С озера потянуло холодком. Иван Наумович зябко повел плечами и предложил идти в хату.

— А дальше? — спросил я.

— Дальше все проще. Дальше мы уже были в дружной партизанской семье. Иван Федорович был назначен командиром отделения разведки. Воевал он по-прежнему лихо и пользовался уважением товарищей. Вместе мы с ним громили гарнизон фашистов на станции Нащекино. Подожгли тогда эшелон с боеприпасами. Потом участвовали в налете на колонну карателей возле деревни Красная Вода. Семнадцать автомашин горели после этого налета в придорожных кустах. Довелось нам выполнить и несколько заданий по разведке командира бригады Рындина. Возвращаясь с одного из них, у Сутокского озера наскочили на засаду. Отбились, но потеряли Ивана Федоровича. Тело его я вынес в ближайший лес… Не стало побратима.

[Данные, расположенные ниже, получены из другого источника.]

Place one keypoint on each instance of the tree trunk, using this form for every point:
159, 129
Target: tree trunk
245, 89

Ивченко помрачнел. На мои вопросы о дальнейшей своей судьбе отвечал неохотно: «Да. Стал командиром отделения разведки», «Пришлось участвовать в знаменитой партизанской операции „Савкинский мост“». «Ну, был ранен. Потерял глаз».

Над Конезерьем опустилась ночь. Где-то всхлипнула и замерла гармошка. Потом долго перекликались чьи-то молодые голоса. Мирная, тихая жизнь царила на лужских полях… А мне все казалось, что вот-вот из далекого леса появится человек с пулеметом на плече — плотно сбитый, темноволосый, с карими глазами. Появится, чтобы узнать о жизни своего побратима и еще разведать, нет ли весточки от сына — моряка дальнего плавания, так и не дождавшегося отца с войны.